There is something very therapeutic about doing menial tasks while listening to podcasts. One podcast I have particularly enjoyed is “39 ways to save the planet” a BBC production with Tom Heap and the Royal Geographical Society. It’s a refreshing look on greenhouse gas mitigation that walks the unbeaten path between “climate change is a hoax” and “repentant sinners should bend the knee to play Simon Says with their diet/transport/spending/life etc”.
As the name suggests, there were 39 episodes detailing new developments in emissions-busting. None were to scream about veganism. Funny that.
I’ll not plagiarise the entire series, but I thought I would dig into a few topics I found most interesting.
Chopping down trees
This one is so whimsically counterintuitive I have repeated it to everyone who will listen. Siberia is heating up faster than most places and one strategy is to rip out the trees and increase the ruminants and other herbivores.

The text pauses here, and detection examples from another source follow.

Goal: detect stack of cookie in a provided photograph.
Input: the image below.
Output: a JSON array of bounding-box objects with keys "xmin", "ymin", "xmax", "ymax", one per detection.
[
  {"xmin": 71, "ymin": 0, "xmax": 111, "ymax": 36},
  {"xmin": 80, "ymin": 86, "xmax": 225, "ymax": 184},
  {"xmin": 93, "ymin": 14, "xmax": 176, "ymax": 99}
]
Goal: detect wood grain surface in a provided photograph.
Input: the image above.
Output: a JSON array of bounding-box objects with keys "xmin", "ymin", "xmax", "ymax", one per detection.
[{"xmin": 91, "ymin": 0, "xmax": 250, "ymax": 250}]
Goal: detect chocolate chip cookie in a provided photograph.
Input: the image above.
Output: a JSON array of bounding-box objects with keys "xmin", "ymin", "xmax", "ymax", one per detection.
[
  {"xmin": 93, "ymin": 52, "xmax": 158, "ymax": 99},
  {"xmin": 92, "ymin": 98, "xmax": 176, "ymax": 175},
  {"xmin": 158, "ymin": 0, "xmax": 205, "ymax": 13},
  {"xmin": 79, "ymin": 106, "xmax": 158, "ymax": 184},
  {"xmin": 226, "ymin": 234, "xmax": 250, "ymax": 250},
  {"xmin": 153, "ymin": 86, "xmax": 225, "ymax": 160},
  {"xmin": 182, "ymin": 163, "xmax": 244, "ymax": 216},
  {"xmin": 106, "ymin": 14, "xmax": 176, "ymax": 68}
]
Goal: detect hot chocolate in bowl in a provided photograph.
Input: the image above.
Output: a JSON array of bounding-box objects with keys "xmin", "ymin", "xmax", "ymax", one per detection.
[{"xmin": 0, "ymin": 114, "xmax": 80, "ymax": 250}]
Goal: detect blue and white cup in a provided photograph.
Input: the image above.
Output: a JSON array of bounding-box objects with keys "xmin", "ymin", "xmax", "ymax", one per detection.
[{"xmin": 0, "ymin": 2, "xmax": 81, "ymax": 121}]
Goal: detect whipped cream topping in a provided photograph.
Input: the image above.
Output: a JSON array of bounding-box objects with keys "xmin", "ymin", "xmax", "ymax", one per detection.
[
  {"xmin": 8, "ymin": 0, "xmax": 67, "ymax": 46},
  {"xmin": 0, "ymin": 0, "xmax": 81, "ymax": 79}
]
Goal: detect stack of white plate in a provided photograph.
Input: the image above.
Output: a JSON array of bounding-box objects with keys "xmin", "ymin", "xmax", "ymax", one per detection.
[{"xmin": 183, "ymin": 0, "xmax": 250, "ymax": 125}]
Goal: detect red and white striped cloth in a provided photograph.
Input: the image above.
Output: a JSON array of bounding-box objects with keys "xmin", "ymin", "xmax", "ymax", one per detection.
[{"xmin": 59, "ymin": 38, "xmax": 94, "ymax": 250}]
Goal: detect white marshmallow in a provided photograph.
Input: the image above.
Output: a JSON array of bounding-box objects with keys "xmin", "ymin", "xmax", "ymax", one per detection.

A hot Siberia is bad news for the planet because its permafrost contains massive stores of trapped carbon dioxide. It also contains old burial grounds infected with anthrax and prehistoric viruses. One would think it is best to keep ancient nasties and downtrodden Russians separated.
Speaking of sorry situations, let’s go back 15,000 years when humans first colonised Siberia setting off a chain of events that wiped out the mammoths, woolly rhinoceroses, bison, native horses and most of the reindeer. The grasslands disappeared and trees and shrubs took over. By the way, this is the complete opposite of the Central Otago situation where hunting herbivores with fire meant forests were permanently annihilated by humans.
We humans probably owe Central Otago some beech forests. But in Siberia the forests can be trouble. They absorb twice as much solar radiation as the reflective snowy plains. And without the herbivores to trample the snow into the ground, the soil is warmer throughout winter. The answer would be to bring back the woolly mammoth and rhinoceroses, but bison, reindeer, cold-adapted cows and sheep are the next best thing.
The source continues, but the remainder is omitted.